According to the given condition, we have:

x + 10y = 105 …………….. (1)

x + 15y = 155 ………………… (2)

From (1), x = 105 – 10y

Substituting x = 105 – 10y in (2), we get

105 – 10y + 15y = 155 or 105 + 5y = 155

or 5y = 155 – 105 or 5y = 50

or y = 10

Putting y = 10 in (1), we get

x + 10 × 10 = 105 or x = 105 – 100

or x = 5

Total charges for travelling a distance of 25 km

= x + 25y = Rs (5 + 25 × 10) = Rs 255

Hence, the fixed charge is Rs 5, the charge per km is Rs 10 and the total charges for travelling a distance of 25 km is Rs 255.
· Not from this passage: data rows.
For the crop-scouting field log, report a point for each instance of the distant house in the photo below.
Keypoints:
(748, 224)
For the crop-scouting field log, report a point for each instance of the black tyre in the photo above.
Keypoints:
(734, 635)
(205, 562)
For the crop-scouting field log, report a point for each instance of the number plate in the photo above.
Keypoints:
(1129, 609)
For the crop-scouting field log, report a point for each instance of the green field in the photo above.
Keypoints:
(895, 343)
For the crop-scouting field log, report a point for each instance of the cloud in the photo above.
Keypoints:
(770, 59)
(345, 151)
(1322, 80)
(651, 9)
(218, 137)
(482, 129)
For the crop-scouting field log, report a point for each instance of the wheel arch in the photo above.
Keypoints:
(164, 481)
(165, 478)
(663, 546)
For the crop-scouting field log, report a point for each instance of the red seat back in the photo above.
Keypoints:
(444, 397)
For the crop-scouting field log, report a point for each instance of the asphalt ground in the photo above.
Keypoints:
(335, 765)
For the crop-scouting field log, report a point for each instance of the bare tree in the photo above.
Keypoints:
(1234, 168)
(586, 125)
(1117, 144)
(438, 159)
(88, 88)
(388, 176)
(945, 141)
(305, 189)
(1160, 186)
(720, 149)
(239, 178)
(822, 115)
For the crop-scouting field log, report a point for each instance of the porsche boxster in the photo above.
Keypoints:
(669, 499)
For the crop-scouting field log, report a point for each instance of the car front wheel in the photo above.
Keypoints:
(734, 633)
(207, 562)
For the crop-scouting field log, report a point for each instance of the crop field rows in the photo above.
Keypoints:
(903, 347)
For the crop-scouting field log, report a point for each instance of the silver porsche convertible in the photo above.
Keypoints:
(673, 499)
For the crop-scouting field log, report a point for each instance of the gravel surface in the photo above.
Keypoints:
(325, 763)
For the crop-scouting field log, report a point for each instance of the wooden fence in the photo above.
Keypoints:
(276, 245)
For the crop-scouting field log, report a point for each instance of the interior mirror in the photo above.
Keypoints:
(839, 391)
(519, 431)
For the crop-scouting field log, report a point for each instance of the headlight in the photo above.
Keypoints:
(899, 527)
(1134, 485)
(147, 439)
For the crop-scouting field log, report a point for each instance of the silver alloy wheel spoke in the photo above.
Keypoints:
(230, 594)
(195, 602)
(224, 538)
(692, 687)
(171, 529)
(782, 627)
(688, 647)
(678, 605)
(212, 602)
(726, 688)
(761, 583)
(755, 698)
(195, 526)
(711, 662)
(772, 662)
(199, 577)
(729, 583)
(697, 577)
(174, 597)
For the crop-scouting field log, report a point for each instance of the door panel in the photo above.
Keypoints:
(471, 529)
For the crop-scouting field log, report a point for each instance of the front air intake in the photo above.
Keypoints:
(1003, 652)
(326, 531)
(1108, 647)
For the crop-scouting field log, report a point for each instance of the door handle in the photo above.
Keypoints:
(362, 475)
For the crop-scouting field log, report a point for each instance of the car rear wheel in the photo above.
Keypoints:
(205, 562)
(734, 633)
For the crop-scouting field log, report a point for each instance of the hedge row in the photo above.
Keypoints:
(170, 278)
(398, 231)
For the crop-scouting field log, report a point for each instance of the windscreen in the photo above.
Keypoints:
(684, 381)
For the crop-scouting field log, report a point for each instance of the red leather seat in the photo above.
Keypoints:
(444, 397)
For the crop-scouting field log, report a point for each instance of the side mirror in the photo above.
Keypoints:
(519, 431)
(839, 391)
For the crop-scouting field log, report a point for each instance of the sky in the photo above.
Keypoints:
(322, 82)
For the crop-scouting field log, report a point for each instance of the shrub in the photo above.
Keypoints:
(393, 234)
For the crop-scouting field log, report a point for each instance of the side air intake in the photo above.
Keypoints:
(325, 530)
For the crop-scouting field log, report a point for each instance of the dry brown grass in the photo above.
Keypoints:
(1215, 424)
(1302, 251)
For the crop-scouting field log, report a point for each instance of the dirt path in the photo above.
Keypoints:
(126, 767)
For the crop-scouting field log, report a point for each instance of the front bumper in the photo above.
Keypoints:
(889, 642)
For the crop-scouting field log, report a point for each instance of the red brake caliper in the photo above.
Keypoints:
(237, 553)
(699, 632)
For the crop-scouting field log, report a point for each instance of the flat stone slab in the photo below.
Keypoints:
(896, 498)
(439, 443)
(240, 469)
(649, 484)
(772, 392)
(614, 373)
5. Let the fraction be \(\frac{x}{y}\)

Then, according to the given conditions, we have:

\(\frac{x+2}{y+2}\) = \(\frac{9}{11}\) and \(\frac{x+3}{y+3}\) = \(\frac{5}{6}\)

or 11x + 22 = 9y + 18 and 6x + 18 = 5y + 15

or 11x – 9y = – 4 ……………… (1)

and 6x – 5y = – 3 ……………… (2)

From (2), 5y = 6x + 3 or y = \(\frac{6x+3}{5}\)

Substituting y = \(\frac{6x+3}{5}\) in (1), we get

11x – 9\(\frac{6x+3}{5}\) = – 4 or 55x – 54x – 27 = – 20

or x = – 20 + 27 or x = 7

Putting x = 7 in (1), we get

11(7) – 9y = – 4 or – 9y = – 4 – 77

or – 9y = – 81 or y = \(\frac{-81}{-9}\) = 9

Hence, the given fraction is \(\frac{7}{9}\).

6. Let the present age of Jacob be x years and the present age of his son be y years.

Five years hence,

Jacob’s age = (x + 5)

years Son’s age = (y + 5) years

Five years ago,

Jacob’s age = (x – 5) years

Son’s age = (y – 5) years

As per question, we get

(x + 5) = 3(y + 5) or x – 3y = 10 ……………. (1)

and (x – 5) = 7(y – 5) or x – 7y = – 30 …………….. (2)

From (1), x = 3y + 10

Substituting x = 3y + 10 in (2), we get

3y + 10 – 7y = – 30 or – 4y = – 30 – 10 or – 4y = 40 or y = 10

Putting y = 10 in (1), we get

x – 3 × 10 = 10 or x = 10 + 30 = 40

Hence, present age of Jacob is 40 years and that of his son is 10 years.